Executive Sessionby Former Senator Mark Udall
Posted on 2013-03-07
UDALL of Colorado. Madam President, I rise in support of the
nomination of John Brennan to be the next director of the Central
Intelligence Agency. Mr. Brennan earned a bipartisan vote of 12-3 in
the Senate Intelligence Committee, on which I serve. He is clearly
qualified to lead the CIA and deserved that bipartisan vote in
committee. And he deserves confirmation by the full Senate today.
I say that in spite of the difficulties my colleagues and I encountered in extracting information and commitments throughout the confirmation process. Our concerns were less about John Brennan himself and more about the role that the next CIA director needs to play. And we believe that the information and commitments we finally secured from him and from the White House are extraordinarily relevant to the role of any CIA director.
Alongside several of my colleagues, I fought to enhance transparency and preserve our system of checks and balances. The American people have the expectation that their government is upholding the principles of oversight and accountability.
Consistent with our national security, the presumption of transparency should be the rule, not the exception. The government should make as much information available to the American public as possible, while protecting national security.
We have seen during previous administrations the problems that can arise when even the intelligence committees are left out of the loop: warrantless wiretapping, extraordinary detention and torture. Ben Franklin put it well when he said: ``Those who would sacrifice liberty for security deserve neither.'' Congressional oversight is critical to ensure that we sacrifice neither, as we pursue a smart, but tough, national security strategy, especially in this age of new forms of warfare.

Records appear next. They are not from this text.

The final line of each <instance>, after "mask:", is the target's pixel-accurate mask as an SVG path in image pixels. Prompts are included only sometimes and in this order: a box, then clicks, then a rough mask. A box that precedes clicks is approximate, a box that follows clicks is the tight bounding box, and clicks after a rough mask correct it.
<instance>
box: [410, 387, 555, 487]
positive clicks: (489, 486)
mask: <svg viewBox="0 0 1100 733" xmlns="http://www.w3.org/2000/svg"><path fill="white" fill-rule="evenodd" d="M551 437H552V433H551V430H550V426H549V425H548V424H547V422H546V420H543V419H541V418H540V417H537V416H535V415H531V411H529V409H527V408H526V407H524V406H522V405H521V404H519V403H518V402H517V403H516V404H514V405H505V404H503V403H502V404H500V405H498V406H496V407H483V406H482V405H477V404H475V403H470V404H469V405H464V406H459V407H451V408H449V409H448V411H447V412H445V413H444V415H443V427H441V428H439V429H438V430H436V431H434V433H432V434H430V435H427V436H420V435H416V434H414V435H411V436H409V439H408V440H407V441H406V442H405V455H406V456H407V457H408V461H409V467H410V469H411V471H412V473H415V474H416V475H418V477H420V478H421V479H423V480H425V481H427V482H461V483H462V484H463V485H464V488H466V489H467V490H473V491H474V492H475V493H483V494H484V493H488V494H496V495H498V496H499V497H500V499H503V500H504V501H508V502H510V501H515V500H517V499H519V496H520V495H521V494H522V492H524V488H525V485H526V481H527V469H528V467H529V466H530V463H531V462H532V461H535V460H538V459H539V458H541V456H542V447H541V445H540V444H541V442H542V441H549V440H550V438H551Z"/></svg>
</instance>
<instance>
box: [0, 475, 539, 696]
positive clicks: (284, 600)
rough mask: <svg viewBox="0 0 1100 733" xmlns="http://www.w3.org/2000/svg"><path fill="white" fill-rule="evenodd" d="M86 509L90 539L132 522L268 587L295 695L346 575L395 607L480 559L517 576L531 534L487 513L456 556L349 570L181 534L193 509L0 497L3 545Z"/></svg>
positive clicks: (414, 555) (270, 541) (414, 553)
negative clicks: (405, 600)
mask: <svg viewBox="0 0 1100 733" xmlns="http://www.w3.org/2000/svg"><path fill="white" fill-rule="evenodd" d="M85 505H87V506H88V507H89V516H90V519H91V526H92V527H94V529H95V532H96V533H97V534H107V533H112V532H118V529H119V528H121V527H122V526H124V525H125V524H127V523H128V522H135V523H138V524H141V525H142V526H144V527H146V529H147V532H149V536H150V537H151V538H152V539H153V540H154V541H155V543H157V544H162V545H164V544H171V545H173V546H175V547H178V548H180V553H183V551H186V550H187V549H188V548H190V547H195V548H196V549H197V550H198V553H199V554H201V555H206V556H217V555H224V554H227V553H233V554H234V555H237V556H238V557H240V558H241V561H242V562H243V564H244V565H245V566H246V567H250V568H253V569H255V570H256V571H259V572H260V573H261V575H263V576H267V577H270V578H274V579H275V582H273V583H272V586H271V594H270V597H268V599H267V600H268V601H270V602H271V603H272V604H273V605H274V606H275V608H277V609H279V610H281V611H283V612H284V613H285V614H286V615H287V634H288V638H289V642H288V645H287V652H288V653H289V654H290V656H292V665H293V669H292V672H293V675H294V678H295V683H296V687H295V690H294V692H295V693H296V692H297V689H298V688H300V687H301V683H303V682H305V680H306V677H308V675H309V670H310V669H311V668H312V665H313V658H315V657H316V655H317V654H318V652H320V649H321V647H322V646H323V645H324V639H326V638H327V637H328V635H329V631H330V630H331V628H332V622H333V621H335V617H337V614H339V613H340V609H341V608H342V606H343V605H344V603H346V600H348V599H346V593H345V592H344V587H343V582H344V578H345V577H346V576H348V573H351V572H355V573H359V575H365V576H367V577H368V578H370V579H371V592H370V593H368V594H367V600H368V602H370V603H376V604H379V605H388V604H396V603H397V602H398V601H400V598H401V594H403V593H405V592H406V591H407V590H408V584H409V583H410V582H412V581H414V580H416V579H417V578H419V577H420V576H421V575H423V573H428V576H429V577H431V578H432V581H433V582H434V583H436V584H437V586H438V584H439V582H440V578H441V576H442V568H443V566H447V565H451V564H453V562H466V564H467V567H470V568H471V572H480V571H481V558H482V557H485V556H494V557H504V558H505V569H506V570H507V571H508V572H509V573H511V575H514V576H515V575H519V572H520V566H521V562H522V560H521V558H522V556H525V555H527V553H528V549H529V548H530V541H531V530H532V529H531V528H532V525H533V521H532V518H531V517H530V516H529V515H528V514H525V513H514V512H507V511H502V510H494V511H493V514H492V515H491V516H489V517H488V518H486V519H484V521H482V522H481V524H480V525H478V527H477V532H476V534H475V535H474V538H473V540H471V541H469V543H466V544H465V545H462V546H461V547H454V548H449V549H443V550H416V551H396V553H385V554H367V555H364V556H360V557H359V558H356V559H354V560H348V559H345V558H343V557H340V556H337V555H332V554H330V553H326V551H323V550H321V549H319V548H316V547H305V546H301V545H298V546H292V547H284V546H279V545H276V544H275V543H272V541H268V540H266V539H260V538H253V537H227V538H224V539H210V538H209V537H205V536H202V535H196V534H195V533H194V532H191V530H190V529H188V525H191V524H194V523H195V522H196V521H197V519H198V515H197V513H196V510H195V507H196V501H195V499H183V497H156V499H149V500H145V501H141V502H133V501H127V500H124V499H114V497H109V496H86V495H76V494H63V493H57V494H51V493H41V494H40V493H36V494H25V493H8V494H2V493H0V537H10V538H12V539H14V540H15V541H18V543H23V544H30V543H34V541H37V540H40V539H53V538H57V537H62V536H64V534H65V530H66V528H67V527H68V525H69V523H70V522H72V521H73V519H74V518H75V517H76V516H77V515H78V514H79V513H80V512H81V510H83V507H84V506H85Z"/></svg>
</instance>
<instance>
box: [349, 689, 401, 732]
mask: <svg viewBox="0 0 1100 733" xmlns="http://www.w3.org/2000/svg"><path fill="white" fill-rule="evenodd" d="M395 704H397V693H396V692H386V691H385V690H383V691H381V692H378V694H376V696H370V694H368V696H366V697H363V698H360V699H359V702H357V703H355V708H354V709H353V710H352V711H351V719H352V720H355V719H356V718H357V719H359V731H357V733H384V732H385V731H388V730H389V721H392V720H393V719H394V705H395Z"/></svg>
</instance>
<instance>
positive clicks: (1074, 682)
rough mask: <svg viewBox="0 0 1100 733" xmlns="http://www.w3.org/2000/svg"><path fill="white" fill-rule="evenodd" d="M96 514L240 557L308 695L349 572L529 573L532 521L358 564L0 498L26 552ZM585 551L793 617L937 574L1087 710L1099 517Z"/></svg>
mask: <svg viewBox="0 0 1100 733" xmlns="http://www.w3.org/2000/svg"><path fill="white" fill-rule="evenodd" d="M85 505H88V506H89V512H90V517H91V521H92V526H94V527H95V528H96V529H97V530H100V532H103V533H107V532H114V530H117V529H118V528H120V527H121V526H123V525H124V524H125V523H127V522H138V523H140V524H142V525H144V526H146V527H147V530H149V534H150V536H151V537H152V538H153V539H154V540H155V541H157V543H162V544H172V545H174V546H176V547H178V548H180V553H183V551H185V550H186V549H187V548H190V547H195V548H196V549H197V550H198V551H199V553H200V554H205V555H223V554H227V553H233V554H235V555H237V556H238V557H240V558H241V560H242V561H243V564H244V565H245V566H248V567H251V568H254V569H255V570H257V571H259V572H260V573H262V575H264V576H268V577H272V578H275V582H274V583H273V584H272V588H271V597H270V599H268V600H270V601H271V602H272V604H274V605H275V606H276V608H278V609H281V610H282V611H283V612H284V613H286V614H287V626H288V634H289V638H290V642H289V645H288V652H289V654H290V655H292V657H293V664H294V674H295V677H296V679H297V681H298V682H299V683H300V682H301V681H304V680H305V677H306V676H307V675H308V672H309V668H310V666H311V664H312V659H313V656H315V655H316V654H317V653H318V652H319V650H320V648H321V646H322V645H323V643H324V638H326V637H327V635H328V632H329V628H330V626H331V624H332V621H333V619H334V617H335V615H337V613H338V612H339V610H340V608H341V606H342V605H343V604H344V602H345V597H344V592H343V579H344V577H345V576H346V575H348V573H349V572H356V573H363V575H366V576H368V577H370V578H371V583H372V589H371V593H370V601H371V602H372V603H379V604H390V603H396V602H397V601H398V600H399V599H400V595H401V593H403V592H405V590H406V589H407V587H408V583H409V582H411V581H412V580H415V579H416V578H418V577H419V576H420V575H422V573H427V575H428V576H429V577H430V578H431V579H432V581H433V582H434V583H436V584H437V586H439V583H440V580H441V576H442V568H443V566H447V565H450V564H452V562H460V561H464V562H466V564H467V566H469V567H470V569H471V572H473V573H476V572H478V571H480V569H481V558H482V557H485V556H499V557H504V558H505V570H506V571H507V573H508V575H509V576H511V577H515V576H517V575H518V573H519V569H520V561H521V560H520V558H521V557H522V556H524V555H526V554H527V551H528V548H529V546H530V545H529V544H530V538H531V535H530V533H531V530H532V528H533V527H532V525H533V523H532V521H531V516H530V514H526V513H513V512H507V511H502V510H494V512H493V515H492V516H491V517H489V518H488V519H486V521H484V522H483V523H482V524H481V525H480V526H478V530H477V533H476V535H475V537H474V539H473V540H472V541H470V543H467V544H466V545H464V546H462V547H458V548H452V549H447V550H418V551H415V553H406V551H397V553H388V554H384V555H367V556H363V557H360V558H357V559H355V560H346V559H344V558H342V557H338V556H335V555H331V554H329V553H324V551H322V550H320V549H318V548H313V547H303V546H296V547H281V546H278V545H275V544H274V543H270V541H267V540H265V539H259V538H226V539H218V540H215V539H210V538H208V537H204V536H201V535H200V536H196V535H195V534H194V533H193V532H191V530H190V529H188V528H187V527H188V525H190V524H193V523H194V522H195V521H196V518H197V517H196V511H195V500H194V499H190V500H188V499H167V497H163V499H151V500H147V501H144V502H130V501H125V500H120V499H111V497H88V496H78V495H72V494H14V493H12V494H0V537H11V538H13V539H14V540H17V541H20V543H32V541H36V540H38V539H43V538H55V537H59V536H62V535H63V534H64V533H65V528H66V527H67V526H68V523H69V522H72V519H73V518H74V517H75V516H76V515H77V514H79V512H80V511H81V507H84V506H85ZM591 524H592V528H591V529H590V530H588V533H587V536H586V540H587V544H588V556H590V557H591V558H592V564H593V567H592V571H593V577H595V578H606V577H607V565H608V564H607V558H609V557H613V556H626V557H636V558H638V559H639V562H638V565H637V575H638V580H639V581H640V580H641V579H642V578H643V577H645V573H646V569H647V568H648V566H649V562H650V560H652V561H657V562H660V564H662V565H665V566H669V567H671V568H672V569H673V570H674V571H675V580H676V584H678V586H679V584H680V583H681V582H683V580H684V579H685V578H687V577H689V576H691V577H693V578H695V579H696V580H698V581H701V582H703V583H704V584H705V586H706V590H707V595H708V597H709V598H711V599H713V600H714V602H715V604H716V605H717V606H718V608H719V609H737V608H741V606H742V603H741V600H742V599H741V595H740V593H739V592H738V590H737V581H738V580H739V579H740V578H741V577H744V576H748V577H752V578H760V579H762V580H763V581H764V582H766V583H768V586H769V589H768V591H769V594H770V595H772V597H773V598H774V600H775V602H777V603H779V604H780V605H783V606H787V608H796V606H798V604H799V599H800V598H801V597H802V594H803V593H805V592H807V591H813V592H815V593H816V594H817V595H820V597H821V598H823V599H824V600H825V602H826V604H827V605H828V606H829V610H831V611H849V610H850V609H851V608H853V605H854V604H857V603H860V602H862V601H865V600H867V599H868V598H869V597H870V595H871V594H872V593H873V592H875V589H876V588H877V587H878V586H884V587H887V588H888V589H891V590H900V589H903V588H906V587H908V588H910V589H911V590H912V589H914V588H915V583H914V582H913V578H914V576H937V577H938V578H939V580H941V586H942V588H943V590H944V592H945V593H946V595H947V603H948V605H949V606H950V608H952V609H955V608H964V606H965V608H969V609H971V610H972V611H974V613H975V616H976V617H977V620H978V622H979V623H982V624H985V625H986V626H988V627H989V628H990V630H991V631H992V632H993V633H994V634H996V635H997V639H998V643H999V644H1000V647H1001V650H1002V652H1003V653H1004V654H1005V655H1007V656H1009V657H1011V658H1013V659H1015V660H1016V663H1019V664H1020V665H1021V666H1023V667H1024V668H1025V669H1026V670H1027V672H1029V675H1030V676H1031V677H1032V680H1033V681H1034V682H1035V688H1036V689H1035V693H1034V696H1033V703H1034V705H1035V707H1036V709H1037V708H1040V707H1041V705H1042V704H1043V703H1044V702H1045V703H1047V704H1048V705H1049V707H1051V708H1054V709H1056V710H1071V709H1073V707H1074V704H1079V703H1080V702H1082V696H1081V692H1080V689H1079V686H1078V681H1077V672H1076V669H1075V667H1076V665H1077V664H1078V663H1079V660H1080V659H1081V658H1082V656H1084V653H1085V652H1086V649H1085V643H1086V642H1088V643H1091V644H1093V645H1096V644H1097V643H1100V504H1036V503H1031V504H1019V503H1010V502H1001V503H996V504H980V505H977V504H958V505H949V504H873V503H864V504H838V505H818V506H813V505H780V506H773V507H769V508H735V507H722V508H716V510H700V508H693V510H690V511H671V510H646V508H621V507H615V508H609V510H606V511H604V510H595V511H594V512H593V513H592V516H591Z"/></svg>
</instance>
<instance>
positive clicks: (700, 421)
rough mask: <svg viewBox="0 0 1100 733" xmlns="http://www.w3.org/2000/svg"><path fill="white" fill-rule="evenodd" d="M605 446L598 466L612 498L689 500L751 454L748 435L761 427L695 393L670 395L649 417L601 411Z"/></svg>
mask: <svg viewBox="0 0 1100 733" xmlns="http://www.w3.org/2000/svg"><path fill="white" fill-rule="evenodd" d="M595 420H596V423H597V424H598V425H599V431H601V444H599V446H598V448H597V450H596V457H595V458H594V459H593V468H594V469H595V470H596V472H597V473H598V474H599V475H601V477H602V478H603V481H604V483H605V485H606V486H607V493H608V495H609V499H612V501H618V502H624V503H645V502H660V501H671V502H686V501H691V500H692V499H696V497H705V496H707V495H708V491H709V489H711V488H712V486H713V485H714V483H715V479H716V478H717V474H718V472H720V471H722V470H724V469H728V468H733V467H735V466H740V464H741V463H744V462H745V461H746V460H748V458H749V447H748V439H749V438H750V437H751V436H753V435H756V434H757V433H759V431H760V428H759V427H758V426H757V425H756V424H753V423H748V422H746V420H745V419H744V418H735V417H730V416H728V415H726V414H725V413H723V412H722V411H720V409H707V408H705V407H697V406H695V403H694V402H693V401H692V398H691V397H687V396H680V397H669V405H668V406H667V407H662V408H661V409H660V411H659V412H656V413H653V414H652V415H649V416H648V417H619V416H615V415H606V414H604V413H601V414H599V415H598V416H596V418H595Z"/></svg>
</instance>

This was true over the past several months, as I joined Senator Wyden and others in pushing hard for access to the legal justification used by the executive branch to lethally target Americans using drones. The fact that we had to push so hard, I am sorry to say, no doubt erodes the government's credibility with the American people. But it also gives us an opportunity--and a good reason--to maintain and strengthen our system of checks and balances.
I am glad the Administration met our requests and is giving members of the Intelligence Committee access to legal opinions on targeting American citizens. This is an important first step. But there is more to be done for Congress to understand the limits on the drone program.
Madam President, our government has an obligation to the American people to face its mistakes transparently, help the public understand the nature of those mistakes, and then correct them. In this regard, the next Director of the CIA has an important task.
The specific mistakes I am referring to are outlined in the Intelligence Committee's 6,000-page report on the CIA's deeply flawed detention and interrogation program. Acknowledging the flaws of this program is essential for the CIA's long-term institutional integrity as well as the legitimacy of ongoing sensitive programs.
I know the Presiding Officer will take a keen interest in this as she is a strong supporter of civil liberties and protecting our freedoms. That is why I will hold Mr. Brennan to the promise he made to me at his confirmation hearing; that is, to correct inaccurate information in the public record on the CIA's detention and interrogation program. That is why I will continue to urge him to ensure that the Senate Intelligence Committee's report on this flawed program is declassified and made public.
In the committee's confirmation hearing, Mr. Brennan promised to be an advocate of ensuring the committee has what it needs to do its functions. I believe Mr. Brennan is that advocate.
I look forward to working with him and the administration with my goal of protecting our national security while also safeguarding America's constitutional freedoms and determining the limits of executive branch powers in this new age of warfare.
I yield the floor.
The PRESIDING OFFICER. The Senator from Maryland.